Puisque je suis encore capable de réfléchir et de me battre, je vais aller tuer des créatures. Je vais faire le nettoyage en restant sur place. Au Nord, cela ne sert à rien. Trop de possibilités de recontamination. Le Sud, c'est la mer. C'est une position arrière saine pour remonter au Nord. Je vais aller voir ce qui se passe à la mer. Pourquoi on n'arrive pas à accéder à la station balnéaire au Sud-Est. Nous bloquons à quinze kilomètres de l'eau. C'est énervant et incompréhensible. Je vais aller nettoyer cet endroit de mon mieux et enquêter. Quitte à mourir bientôt, je vais emporter avec moi un maximum de ses sales rats. Vu mes talents en combats et mon appétit naturel, je suis capable de nettoyer une ville de ses infectés en les bouffant. Je vais aider mes amis à survivre avant de mourir. Voilà ma prochaine mission.

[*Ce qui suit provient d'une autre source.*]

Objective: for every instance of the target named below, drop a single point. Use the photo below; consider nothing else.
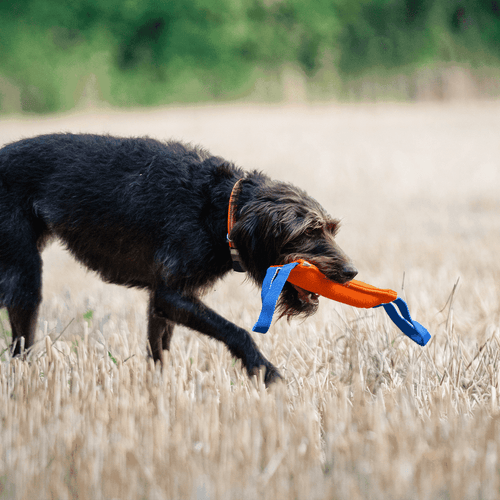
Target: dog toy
(355, 293)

En douce, je prépare un sac avec des munitions, de la bouffe, une balance précise et des armes. Quelques paquets de mort-aux-rats et une carte de la région complètent mon équipement. Je cache tout dans un des tanks que je remplis aussi de mortier pour tirer au cas où. Je profite d'un moment où je suis seule en journée pour sortir le véhicule et le cacher en dehors du village. Je mets des somnifères dans le repas du soir avec une triple dose pour Mélia. Tout le monde sent un coup de barre et je simule la même chose. Je suis ma jumelle jusqu'à ce qu'elle s'endorme. Elle comprend mes intentions alors que ses yeux se ferment.

— Je vais te tuer ! Me murmure-t-elle avant de sombrer.

Je la couche sous ses couvertures. Je dépose un baiser sur son front. En pleurant, j'ordonne à Killer et Happy de rester à côté d'elle en mode protection. Je quitte le village par les tunnels et récupère mon tank. Je roule à toute vitesse pour mettre un maximum de distance entre moi et ma jumelle qui va dormir longtemps avec la dose que j'ai placée.